Im Rampenlicht:
Die Studie zum
Antisemitismus in der EU
(EU-ANTISEMITISMUSSTUDIE)
Zentrum für
Antisemitismusforschung, Newsletter Nr. 26, Dezember 2003
Im Auftrag des European Monitoring Centre
on Racism and Xenophobia/Europäische Stelle zur Beobachtung von Rassismus
und Fremdenfeindlichkeit (EUMC) in Wien verfassten Prof. Werner Bergmann und
Dr. Juliane Wetzel im letzten Jahr den Bericht „Manifestations
of Anti-Semitism in the European Union – First Semester 2002 - Synthesis
Report“, der sowohl einen Überblick über die antisemitische Welle im
Frühjahr 2002 in den 15 EU- Mitgliedsstaaten gibt, als auch eine Analyse der
Ereignisse bietet.
Das EUMC stellte den Autoren Informationen
ihrer „National Focal Points“ zur Verfügung, die in den 15 Mitgliedsstaaten
eingerichtet worden sind, um dem EUMC entsprechende Daten für seine
Beobachtungsaufgaben im Hinblick auf Diskriminierungen von Minderheiten und
Fremdenfeindlichkeit bereit zu stellen.

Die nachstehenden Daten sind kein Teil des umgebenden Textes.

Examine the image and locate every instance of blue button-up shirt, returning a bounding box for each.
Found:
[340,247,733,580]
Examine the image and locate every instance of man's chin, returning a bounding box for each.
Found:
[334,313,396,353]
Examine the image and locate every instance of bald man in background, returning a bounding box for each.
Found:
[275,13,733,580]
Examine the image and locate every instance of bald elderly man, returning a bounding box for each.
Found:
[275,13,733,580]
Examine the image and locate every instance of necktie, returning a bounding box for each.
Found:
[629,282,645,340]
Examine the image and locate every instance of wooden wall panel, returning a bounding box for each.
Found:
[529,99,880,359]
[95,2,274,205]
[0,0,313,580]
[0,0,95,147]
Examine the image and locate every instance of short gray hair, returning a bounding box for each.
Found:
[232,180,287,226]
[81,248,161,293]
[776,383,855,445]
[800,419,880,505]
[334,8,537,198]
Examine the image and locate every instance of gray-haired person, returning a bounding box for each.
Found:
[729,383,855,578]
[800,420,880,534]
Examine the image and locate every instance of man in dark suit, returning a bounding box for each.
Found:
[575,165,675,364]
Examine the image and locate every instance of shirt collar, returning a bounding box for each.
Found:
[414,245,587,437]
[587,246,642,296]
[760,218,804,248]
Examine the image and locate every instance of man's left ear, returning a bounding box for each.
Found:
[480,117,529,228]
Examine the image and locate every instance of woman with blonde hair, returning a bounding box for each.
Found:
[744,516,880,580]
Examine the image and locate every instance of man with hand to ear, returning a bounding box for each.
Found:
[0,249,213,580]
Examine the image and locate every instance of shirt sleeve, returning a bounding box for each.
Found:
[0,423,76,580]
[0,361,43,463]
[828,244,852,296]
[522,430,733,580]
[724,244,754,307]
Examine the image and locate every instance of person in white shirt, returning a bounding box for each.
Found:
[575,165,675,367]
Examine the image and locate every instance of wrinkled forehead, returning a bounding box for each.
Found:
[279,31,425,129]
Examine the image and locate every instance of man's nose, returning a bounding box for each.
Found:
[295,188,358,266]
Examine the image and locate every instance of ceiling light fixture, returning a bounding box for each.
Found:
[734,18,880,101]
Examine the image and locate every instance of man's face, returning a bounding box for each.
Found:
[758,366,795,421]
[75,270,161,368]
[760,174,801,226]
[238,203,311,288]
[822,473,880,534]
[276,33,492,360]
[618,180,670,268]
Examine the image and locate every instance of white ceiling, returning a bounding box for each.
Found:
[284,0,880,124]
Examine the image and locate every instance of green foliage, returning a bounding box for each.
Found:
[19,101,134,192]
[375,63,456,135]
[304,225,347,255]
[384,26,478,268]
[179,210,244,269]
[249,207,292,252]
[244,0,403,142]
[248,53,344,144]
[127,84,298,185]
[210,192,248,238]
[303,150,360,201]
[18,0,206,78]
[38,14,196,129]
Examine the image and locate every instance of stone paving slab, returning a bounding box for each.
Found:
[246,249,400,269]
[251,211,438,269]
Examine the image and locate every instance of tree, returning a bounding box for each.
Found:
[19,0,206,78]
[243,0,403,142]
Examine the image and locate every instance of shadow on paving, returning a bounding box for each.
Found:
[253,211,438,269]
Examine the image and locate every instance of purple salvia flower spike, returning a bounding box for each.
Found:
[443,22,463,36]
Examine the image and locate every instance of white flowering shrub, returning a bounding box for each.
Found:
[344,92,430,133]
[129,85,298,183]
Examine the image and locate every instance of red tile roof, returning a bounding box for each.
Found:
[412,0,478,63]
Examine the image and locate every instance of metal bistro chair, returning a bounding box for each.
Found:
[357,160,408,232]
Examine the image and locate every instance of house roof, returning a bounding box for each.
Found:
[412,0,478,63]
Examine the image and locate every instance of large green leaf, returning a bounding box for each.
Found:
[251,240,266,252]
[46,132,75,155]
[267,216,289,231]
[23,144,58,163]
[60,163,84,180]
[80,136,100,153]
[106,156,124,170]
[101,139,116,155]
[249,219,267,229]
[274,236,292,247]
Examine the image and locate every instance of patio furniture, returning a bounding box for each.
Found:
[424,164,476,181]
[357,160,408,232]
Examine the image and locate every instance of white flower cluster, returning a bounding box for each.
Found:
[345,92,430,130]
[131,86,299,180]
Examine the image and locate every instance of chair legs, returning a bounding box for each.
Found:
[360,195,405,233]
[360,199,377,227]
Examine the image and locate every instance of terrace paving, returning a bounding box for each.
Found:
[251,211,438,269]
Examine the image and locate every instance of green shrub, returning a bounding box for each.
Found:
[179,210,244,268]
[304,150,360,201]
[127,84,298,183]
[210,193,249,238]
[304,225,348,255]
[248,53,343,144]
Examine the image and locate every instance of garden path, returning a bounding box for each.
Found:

Da die Beobachtung des
Antisemitismus bisher allenfalls als Teil der Erfassung von
Diskriminierungen betrachtet wurde und viele der „National Focal Points“
nicht in der Lage sind, das besondere Phänomen des Antisemitismus zu
erfassen, reichte die Qualität der Informationen, die den Autoren von Seiten
des EUMC zur Verfügung standen, von sehr gut bis wenig informativ.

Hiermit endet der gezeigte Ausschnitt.